Behind these words it is apparent that the ground force besieging Hodeidah, made up of UAE troops, Sudanese forces and Yemeni mercenaries, have made little progress in their attempt to take the city.
Yemen’s Ansarullah movement, as the Houthi rebels are officially known, dismissed reports that Saudi-led forces had seized Hodeidah’s airport and said that they were in retreat. The airport itself, however, has been completely destroyed by bombardment.
“A battle of attrition awaits the Saudi alliance which it cannot withstand. The Saudi coalition will not win the battle in Hodeidah,” Ansarullah spokesman Mohammed Abdulsalam told the Lebanese-based al-Mayadeen TV.
Given the lack of progress on the ground, the Saudi-led force can be expected to place ever greater reliance on air power, raising the threat that Hodeidah will face a similar fate as Mosul and Raqqa, which were largely reduced to rubble by US bombs, missiles and shells, killing and wounding tens of thousands of civilians.
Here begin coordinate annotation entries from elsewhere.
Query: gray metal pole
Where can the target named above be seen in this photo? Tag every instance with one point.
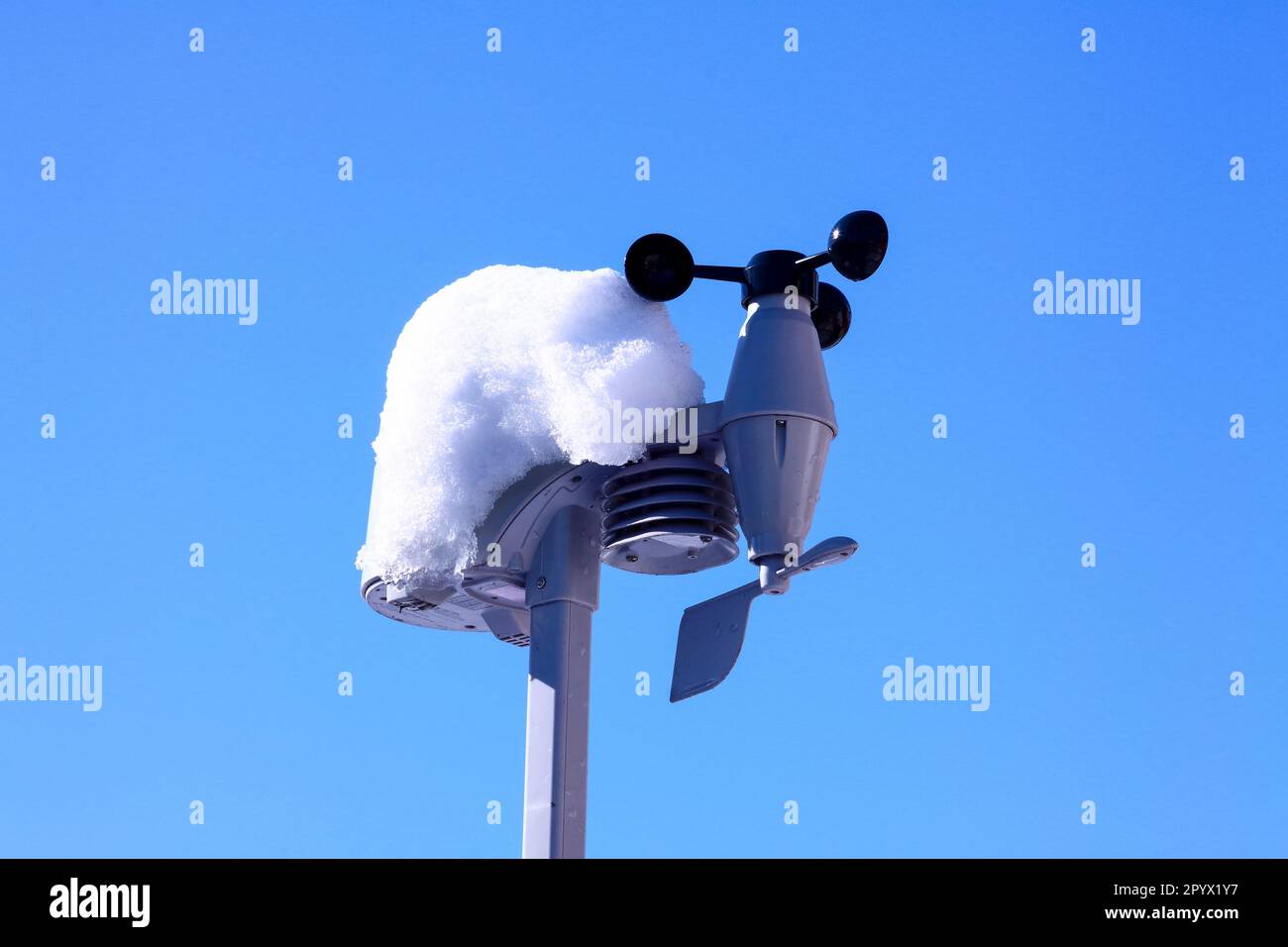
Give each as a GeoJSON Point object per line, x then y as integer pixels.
{"type": "Point", "coordinates": [562, 592]}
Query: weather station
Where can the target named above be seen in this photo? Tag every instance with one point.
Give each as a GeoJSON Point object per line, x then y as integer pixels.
{"type": "Point", "coordinates": [758, 467]}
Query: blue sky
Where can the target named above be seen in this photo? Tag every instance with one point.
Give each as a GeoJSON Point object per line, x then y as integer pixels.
{"type": "Point", "coordinates": [1108, 684]}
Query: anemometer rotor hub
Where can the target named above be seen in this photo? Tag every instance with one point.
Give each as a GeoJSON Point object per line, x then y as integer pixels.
{"type": "Point", "coordinates": [773, 270]}
{"type": "Point", "coordinates": [660, 268]}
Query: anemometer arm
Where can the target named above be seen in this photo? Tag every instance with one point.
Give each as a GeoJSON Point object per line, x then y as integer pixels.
{"type": "Point", "coordinates": [711, 633]}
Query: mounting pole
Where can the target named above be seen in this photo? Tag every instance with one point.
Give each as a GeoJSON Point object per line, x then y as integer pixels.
{"type": "Point", "coordinates": [562, 592]}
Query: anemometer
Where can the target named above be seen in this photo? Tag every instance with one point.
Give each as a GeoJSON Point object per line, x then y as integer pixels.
{"type": "Point", "coordinates": [758, 467]}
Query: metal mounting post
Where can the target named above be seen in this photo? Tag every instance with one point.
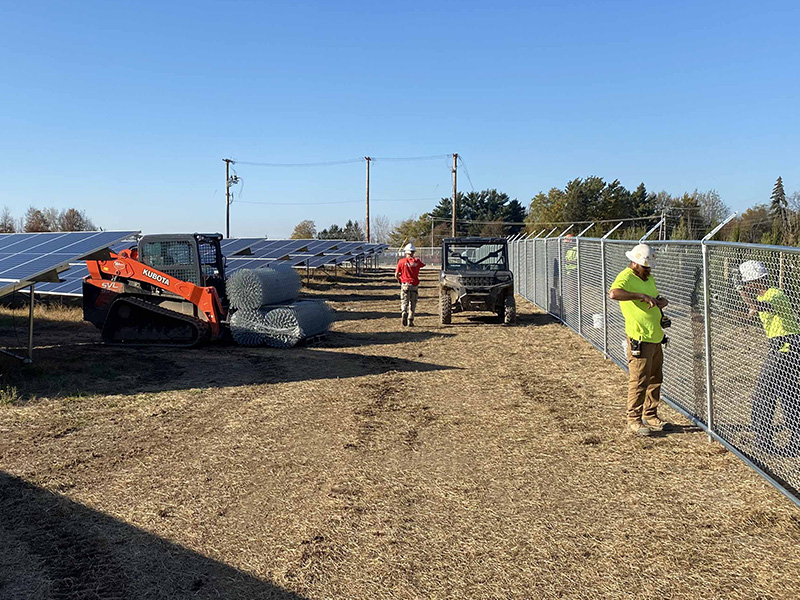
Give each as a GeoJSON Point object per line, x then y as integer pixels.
{"type": "Point", "coordinates": [578, 269]}
{"type": "Point", "coordinates": [650, 231]}
{"type": "Point", "coordinates": [604, 291]}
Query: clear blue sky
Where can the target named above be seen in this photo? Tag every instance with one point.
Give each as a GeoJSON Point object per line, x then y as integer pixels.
{"type": "Point", "coordinates": [125, 109]}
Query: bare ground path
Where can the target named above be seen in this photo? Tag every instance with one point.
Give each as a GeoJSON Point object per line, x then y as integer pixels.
{"type": "Point", "coordinates": [468, 461]}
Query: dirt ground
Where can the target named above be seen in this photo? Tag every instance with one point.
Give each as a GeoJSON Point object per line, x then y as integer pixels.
{"type": "Point", "coordinates": [463, 461]}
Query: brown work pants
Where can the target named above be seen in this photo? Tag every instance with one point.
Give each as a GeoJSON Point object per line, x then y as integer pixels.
{"type": "Point", "coordinates": [408, 300]}
{"type": "Point", "coordinates": [645, 375]}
This air war against the Yemeni people would be impossible without US approval, in terms of political support, arms supplies, the mid-air refueling of Saudi and UAE warplanes and the Pentagon’s staffing of a joint command center in Riyadh that relays US intelligence for targeting airstrikes.
The Trump administration in the US and May’s government in Britain are, together with the reactionary oil monarchies that they arm and support, guilty of massive war crimes in Yemen.
For Washington, Yemen is seen as a means of countering Iranian influence in the region. US officials have claimed, without presenting any credible evidence, that the Houthis act as a proxy for Tehran and are armed and trained by Iran. In reality, both Riyadh and Washington oppose any government in Yemen that is not a servile puppet of Saudi and US interests.
To press its campaign against Iran and for US hegemony in the region, US imperialism is willing to sacrifice the lives of millions.